The problem for ‘believers’ is that short intervals give you unstable estimates which vary from year to year. That is the implication of Phil Jones answers to B and C. But that does not mean he or anyone else is stuck with no idea of what is happening. Just one method is to draw a straight line through the last 30 years data and look at its slope. The resulting trend line will be sloping upwards throughout the last 15 years. There are also a variety of smoothing methods for achieving roughly the same objective.
Your comment refers to “global warming in recent years”. There is more data on that from the troposphere and the heat energy in the upper layer of the ocean. See e.g.
http://www.skepticalscience.com/global-warming-stopped-in-1998.htm
(Apologies for plagiarism and lack of references but there would be so many now)
Journeyman says
My point is that the statistical significance applies to analyzing a noisy trend.

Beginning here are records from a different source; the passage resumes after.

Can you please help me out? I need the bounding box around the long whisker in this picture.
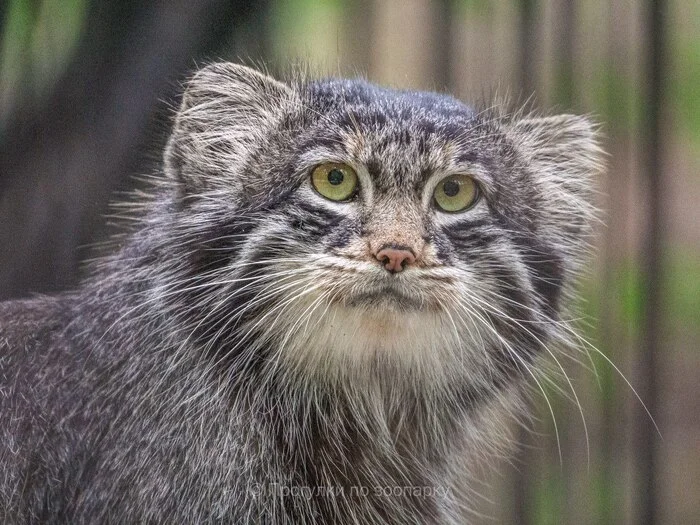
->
[451,295,563,463]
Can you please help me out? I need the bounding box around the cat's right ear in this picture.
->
[164,63,292,195]
[507,113,604,275]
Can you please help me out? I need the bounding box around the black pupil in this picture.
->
[443,180,460,197]
[328,169,344,185]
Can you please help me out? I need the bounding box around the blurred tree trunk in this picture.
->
[637,0,666,523]
[553,2,578,523]
[597,1,630,523]
[512,1,537,524]
[555,0,575,107]
[0,0,264,300]
[518,0,537,99]
[345,0,374,76]
[368,0,451,91]
[432,0,454,92]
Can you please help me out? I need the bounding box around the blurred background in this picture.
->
[0,0,697,523]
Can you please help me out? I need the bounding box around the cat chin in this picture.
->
[343,289,428,312]
[266,297,495,388]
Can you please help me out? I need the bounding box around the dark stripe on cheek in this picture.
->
[170,223,272,364]
[438,219,547,368]
[431,220,494,263]
[442,218,490,231]
[288,200,346,238]
[442,226,499,259]
[183,220,255,278]
[431,232,454,263]
[493,212,565,318]
[325,218,358,249]
[518,244,564,317]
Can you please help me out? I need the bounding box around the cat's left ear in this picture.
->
[508,114,604,269]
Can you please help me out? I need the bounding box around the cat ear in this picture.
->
[164,63,293,194]
[509,114,603,177]
[509,114,604,270]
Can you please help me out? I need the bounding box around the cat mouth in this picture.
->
[345,287,425,311]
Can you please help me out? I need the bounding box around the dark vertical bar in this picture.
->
[237,0,273,63]
[346,0,374,76]
[556,0,575,106]
[638,0,666,523]
[555,2,577,521]
[0,0,10,48]
[512,427,530,524]
[519,0,536,96]
[598,3,624,523]
[433,0,453,92]
[513,2,537,523]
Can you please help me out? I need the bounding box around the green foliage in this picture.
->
[455,0,492,17]
[269,0,345,69]
[664,252,700,329]
[0,0,35,107]
[611,252,700,331]
[591,60,642,136]
[532,464,564,525]
[671,42,700,142]
[552,62,574,108]
[29,0,88,98]
[617,262,645,327]
[575,274,617,402]
[591,467,622,525]
[586,4,700,143]
[0,0,87,120]
[669,1,700,142]
[555,249,700,524]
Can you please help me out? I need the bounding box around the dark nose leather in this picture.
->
[375,245,416,273]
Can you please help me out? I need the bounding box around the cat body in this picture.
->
[0,64,601,523]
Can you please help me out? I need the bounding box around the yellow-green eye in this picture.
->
[433,174,479,213]
[310,163,359,201]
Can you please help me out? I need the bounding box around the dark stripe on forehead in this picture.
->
[365,158,383,180]
[335,108,388,132]
[455,150,478,164]
[437,121,469,142]
[296,133,346,154]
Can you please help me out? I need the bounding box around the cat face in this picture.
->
[165,64,601,388]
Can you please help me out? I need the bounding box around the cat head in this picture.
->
[163,63,603,390]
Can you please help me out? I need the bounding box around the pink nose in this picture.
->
[375,246,416,273]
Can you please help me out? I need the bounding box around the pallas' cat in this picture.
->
[0,63,602,524]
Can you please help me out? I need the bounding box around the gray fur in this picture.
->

It is definitely warmer now than 1995, assuming the thermometers have a low error range. Looking at annual CRU numbers, we see 1998 is the warmest to date. Sure the last decade was the warmest, but 2007 being warmer than 1997 doesn’t mean very much, when you are claiming no warming since 1998. If on the other hand you are claiming the previous global warming trend stopped in 1998, then that is a different matter, and the statistical significance is important. However, just a straight comparison of 1998 to now, or 1995 to now, you only have to klook at the thermometers for those time periods, and their error ranges.
Jacob Mack says
CFU: No spin here, I just do not like people (not the majority of scientists of course) who make catastrophic predictions. As solar power become cheaper and those high altitiude turbines become more efficient we will be able to supply more near zero energy, but for now all we can do is put a few more windmills up, do some carbon capture, plant more trees, sell more solar panels to the wealthy in Germany and New Jersey, and drive some hybrids/new generation electric cars. Of course hybrids or vehicles are not the main GHG emitters; it is those factories. With the long atmospheric life of CO2 we are not experience an enormous warming,and with past warming not so well understood there is reason for Jones’ admission of there not being a statistically significant warming period from 1995 to 2010. Again, however, with such a warm decade there is certainly cause for concern and further research, and you cannot spin that statement. I think or atleast I hope your heart is the right place, but perhaps you should spend mpre time with the science and the math. Global warming and climate systems are complex, and even with a 30 year or 50 year trend those are just a drop in the bucket for trends for thousands of years or a planetary scale climate system for millions of years. As always I applaud RC as an en excellent source of information, but none of the climatoligists here are making dooms day claims either.
Jacob Mack says
“near zero emission.”
jonesy says
To Completely Fed Up. Re #293. No thanks for the useless and wrong answers. I’ll wait for someone who knows what they are talking about to answer.
dhogaza says
KM:
No, the so-called believers do so because those reconstructions that *do* exist don’t support the hypothesis that there was a synchronous, global MWP. In Jones’ view, there is insufficient evidence to settle the question. But insufficient evidence doesn’t mean *no* evidence.
Those who hypothesize that there was a synchronous, global MWP ignore the fact that the available evidence pointing the other way.
You paint the situation as being ying and yang, of being symmetrical. It’s not. One view is consistent with the available evidence, the other flies in the face of it (screaming “science fraud! science fraud!” when the fact is pointed out to them).